The Mile High Book Club: The April Book Challenge

on Tuesday, April 6, 2010
This month my ongoing quest to force myself into uncomfortable literary terrain takes an unforeseen turn skywards. Indeed, circumstance, rather than a desire for humour or self-abasement, dictates the April theme. I shall be embarking on considerable overseas travel and I don't greatly fancy schlepping piles of books around the world. I do, however, still need to feed my addiction. It is only natural, therefore, that I subject myself to a month of airplane reads; those books one buys at airports, intended for travellers. and the readers of which we tend to snub our noses at in self-righteous mirth. That said, I am always intrigued by airport bookstore bestseller lists. One would assume that they would be replete with works of mindless escapism, and yet there is considerable diversity between countries. Sure, they always have Dan Brown/Steig Larrson/JK Rowling peppered throughout, but other than the obvious few, I am constantly surprised by the weighting towards regional gems. And so for April I am subjecting myself to the will of the international travelling masses with my challenge The Mile High Book Club. At each airport I will buy a book in the bestseller list. I will not, however, have the choice of which book I buy. Rather, at the first airport I will buy the book at number one, at the second it will be the book at number two and so forth. The only flexibility will be in whether it is in the fiction or non-fiction list.

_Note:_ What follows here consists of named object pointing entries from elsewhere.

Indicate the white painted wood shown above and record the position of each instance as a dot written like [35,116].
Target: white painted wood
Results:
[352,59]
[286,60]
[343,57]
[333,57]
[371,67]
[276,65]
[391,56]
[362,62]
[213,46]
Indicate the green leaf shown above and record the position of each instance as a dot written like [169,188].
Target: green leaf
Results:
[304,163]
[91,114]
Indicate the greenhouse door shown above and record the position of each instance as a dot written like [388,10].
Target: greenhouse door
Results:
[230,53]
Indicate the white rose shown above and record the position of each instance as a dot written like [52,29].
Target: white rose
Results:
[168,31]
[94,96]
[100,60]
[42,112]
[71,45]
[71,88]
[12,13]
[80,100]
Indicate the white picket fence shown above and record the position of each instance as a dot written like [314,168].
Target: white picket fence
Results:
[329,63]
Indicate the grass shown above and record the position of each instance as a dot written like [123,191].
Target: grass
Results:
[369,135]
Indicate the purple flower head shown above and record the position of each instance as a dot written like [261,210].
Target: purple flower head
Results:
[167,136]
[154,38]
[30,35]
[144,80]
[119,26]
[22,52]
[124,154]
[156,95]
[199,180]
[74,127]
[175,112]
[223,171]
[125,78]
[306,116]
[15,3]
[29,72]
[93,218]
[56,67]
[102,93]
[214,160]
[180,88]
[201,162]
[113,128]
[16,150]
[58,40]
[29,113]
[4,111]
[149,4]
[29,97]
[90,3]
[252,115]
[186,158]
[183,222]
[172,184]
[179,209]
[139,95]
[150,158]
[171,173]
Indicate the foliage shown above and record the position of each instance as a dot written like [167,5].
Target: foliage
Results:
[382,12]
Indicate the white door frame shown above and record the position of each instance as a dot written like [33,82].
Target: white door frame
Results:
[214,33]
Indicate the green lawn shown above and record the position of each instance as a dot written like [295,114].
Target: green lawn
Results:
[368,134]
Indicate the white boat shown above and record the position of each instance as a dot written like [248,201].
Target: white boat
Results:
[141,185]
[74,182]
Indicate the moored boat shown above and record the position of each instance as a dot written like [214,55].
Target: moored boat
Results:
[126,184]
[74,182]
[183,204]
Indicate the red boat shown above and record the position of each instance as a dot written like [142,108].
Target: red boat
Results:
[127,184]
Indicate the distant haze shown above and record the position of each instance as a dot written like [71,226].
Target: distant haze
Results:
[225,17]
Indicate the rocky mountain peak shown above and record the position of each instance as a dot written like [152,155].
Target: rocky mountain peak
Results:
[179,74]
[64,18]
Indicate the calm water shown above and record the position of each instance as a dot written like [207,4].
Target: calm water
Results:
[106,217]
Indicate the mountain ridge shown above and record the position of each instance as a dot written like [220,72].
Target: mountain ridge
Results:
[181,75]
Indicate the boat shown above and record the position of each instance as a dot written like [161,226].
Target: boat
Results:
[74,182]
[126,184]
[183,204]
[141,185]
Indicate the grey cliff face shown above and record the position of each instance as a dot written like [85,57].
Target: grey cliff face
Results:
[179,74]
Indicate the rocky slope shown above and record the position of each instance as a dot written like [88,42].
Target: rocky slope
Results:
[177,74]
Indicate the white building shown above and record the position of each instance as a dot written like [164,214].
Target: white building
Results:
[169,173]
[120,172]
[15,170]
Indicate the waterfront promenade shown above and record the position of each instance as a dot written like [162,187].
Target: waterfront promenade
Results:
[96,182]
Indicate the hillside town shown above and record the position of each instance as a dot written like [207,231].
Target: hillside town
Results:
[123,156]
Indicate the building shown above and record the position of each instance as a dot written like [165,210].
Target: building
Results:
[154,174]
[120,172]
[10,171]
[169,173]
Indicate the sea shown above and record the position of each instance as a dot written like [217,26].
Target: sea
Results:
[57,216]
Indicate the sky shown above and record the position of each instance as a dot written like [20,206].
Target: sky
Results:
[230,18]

Given that we are already a week into April, I have already begun the challenge. In Melbourne, as I set off on my travels with a backpack empty but for my almost-finished copy of The Magic Mountain, I headed straight to the shop and elbowed my way to the chart shelves. There, at number one on the fiction list, was Lee Childs's latest. I cringed. It looked big. I had sort of hoped to get away with short books so that I could squeeze in as many books of my own choosing in between. I darted around the other side, to the non-fiction shelf and there, like a gift from Alfonse Gangitano himself, was the third book in the Underbelly series, The Golden Mile. If the other two were anything to go by, Silvester and Rule's latest would be another chunk of quintessential gutter Australiana. What better send-off could I get. I grabbed the book, proudly marched to the counter, paid and stuffed it in my backpack. And so the adventure begins...

The Number One Book at the First Airport: Underbelly: The Golden Mile by John Silvester and Andrew Rule.